An example of this process is regulation of cardiac muscle contraction
Receptor Tyrosine Kinase (RTK)
often associated with receptors for growth factors, They can regulate the receptors Kinase activity, or they can serve as binding sites for cytoplasmic signaling molecules.Single membrane spanning domain.
MAP kinase signaling
pathway with Ras/ Raf/ MEK/ Erk
pathway involved in cell proliferation, growth and differentiation
-RTK monomers bind to each other in the presence of a signal. Dimerized receptor.
-The individual monomers reach across and phosphorylate each others Tyrosine residues. Becomes Activated.
-Protein called GRB 2 binds to a phosphorylated tyrosine residue. GRB2 then recruits Son of sevenless (SoS) to the gang.
- SoS interacts with a small monomeric G protein called Ras, which is tethered at the membrane. Ras drops its GDP, picking up a GTP, and becoming activaed.
-Protein Raf (MAP 3K) binds to Ras/GTP and becomes phosphorylated.
-Then, activated Raf can phosphorylate MEK (MAP 2K)
-Then, activated MEK can phosphorylate ERK (MAPK)
-Activated ERK can then phosphorylate a variety of targets. Also can translocate into the nucleus.
Ras is linked to 30 types of cancer. 17% of cancer patients have a mutation in Ras.
Insulin Receptor and P13K-Akt signaling pathways
- Insulin binds to an Insulin receptor (alpha and beta subunits), where there is a confirmational change, and the cytoplasmic parts are drawn close together where they phosphorylate one another. Receptor is now ON.
-Scaffolding protein, Shc binds to phosphotyrosine, where it is phosphorylated and then can bind GRB2 and SoS; activating the Ras MAP Kinase signaling pathway.
-once the Insulin receptor is phosphorylated, it can bind the Insulin receptor substrate to the phosphotyrosine, where it is phosphorylated.
-Once IRS is phosphorylated, PI3K is recruited to the membrane (PI3K is an enzyme that catalyzes the phosphorylation of PIP2-PIP3. PIP3 is NOT normally found in the cell.

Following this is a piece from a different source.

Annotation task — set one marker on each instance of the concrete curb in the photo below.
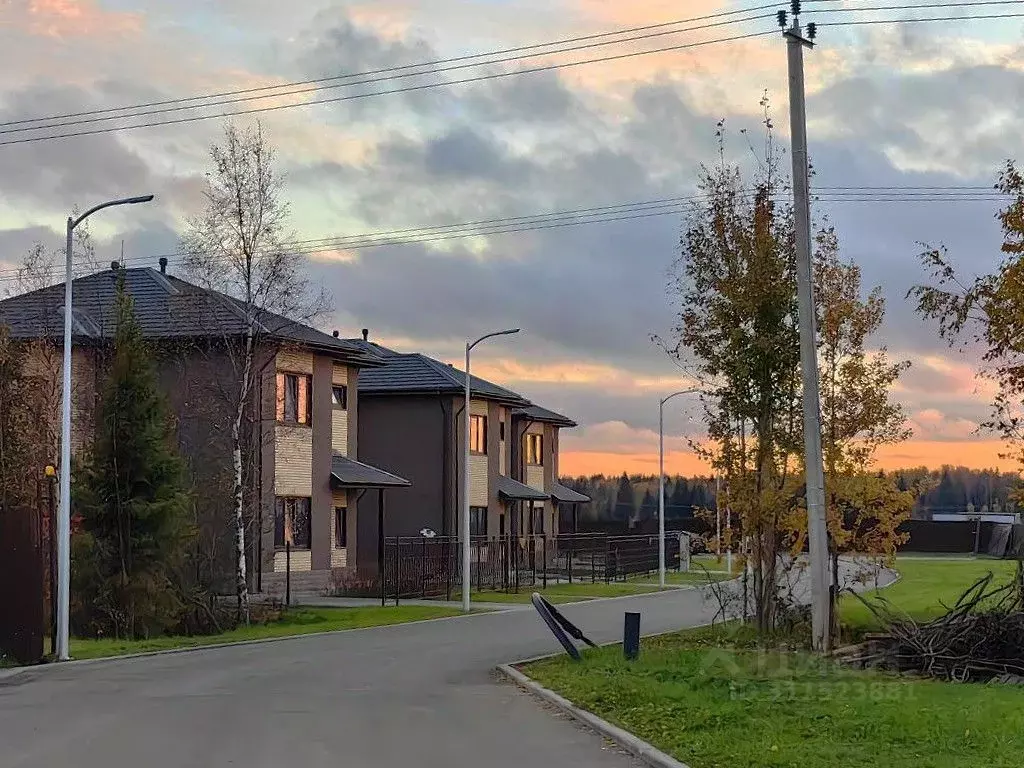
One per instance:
(636, 747)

-PDK1 and AKT can be recruited to and bind to PIP3 through membrane, PDK1 is activated phosphorylates AKT.
(If Akt is ALSO phosphorylated by mTORC2, THEN it becomes fully activated)
Where is Insulin synthesized? How does it function?
Cells in the pancreas. It gets released when glucose levels are high. It functions as an extracellular messenger.